There are several stages to fire ant bites
Dear Doctors: My husband and I were clearing weeds when I felt a sharp jab on my leg. I thought the weed whacker had kicked up a rock, but it was a bite from a fire ant. The pain was severe, as was the reaction. I got a huge lump, blisters and bright red skin. What can you do for fire ant bites?
Dear Reader: Fire ants are native to South America. More than a century ago, the first of the two species now found in the United States arrived aboard a cargo ship in Mobile, Alabama. Black fire ants arrived in 1918, while red fire ants, also shipboard stowaways, were first observed in the late 1930s. At this time, fire ants inhabit the southeastern and southwestern states, much of California and some of lower Oregon. They spread into new areas by expanding their colonies and are introduced in transported agricultural products.

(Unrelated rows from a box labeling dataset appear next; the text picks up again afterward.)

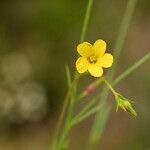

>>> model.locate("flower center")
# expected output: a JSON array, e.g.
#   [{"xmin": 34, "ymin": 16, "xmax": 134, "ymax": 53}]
[{"xmin": 89, "ymin": 55, "xmax": 97, "ymax": 63}]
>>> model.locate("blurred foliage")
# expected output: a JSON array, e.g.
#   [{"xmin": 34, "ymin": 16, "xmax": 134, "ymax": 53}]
[{"xmin": 0, "ymin": 0, "xmax": 150, "ymax": 150}]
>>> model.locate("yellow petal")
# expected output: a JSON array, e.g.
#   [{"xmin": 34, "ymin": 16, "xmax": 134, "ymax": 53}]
[
  {"xmin": 76, "ymin": 57, "xmax": 89, "ymax": 73},
  {"xmin": 88, "ymin": 64, "xmax": 103, "ymax": 77},
  {"xmin": 93, "ymin": 39, "xmax": 106, "ymax": 56},
  {"xmin": 77, "ymin": 42, "xmax": 92, "ymax": 57},
  {"xmin": 97, "ymin": 53, "xmax": 113, "ymax": 68}
]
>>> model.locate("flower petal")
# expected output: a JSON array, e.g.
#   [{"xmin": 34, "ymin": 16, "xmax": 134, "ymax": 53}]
[
  {"xmin": 88, "ymin": 64, "xmax": 103, "ymax": 77},
  {"xmin": 76, "ymin": 57, "xmax": 89, "ymax": 73},
  {"xmin": 93, "ymin": 39, "xmax": 106, "ymax": 56},
  {"xmin": 97, "ymin": 53, "xmax": 113, "ymax": 68},
  {"xmin": 77, "ymin": 42, "xmax": 92, "ymax": 57}
]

Both species are extremely aggressive when disturbed. Touch or kick a nest, and the ants respond with a rapid vertical climb, during which they sting their target, often multiple times. They fasten themselves to the skin by clamping down with their powerful jaws, then inject a painful venom into the flesh with the stinger located on their hind end.
The venom can elicit a strong and prolonged immune response. In cases of an allergy, as with a bee sting, the effects of the bite can become life-threatening. However, this is rare.
The symptoms you described are typical of a fire ant bite. The initial stinging pain of the bite is followed by a painful burning sensation from the venom in the sting, which gives the ants their name. The area around the bite quickly becomes inflamed and dotted with itchy red bumps. Within a day, the bumps develop into fluid-filled blisters.
Because a single fire ant can bite and sting multiple times, people are advised to immediately and briskly rub them off of the skin. At the same time, step away from the area where you have received the bite, as additional ants may have been disturbed and can also respond with an attack. Wash the area to get ahead of possible infection.
Over-the-counter antihistamines can help blunt the initial effects of the bite. Hydrocortisone cream and ice packs can also ease pain and swelling. In most cases, swelling is localized to the bite and resolves in a few days. If symptoms don't respond to over-the-counter medications, your doctor may advise prescription-strength versions.
The pustules that form around a fire ant bite last a week or more. Infection is possible, so it is important to care for them as you would any wound. This includes keeping the area protected, clean and free from dirt.
When any kind of insect bite causes a severe allergic reaction, it's vital to seek immediate attention. Symptoms include noisy or labored breathing, excessive sweating, nausea, hives or welts, dizziness, unusual weakness, swelling of the face or eyes, slurred speech or chest pain.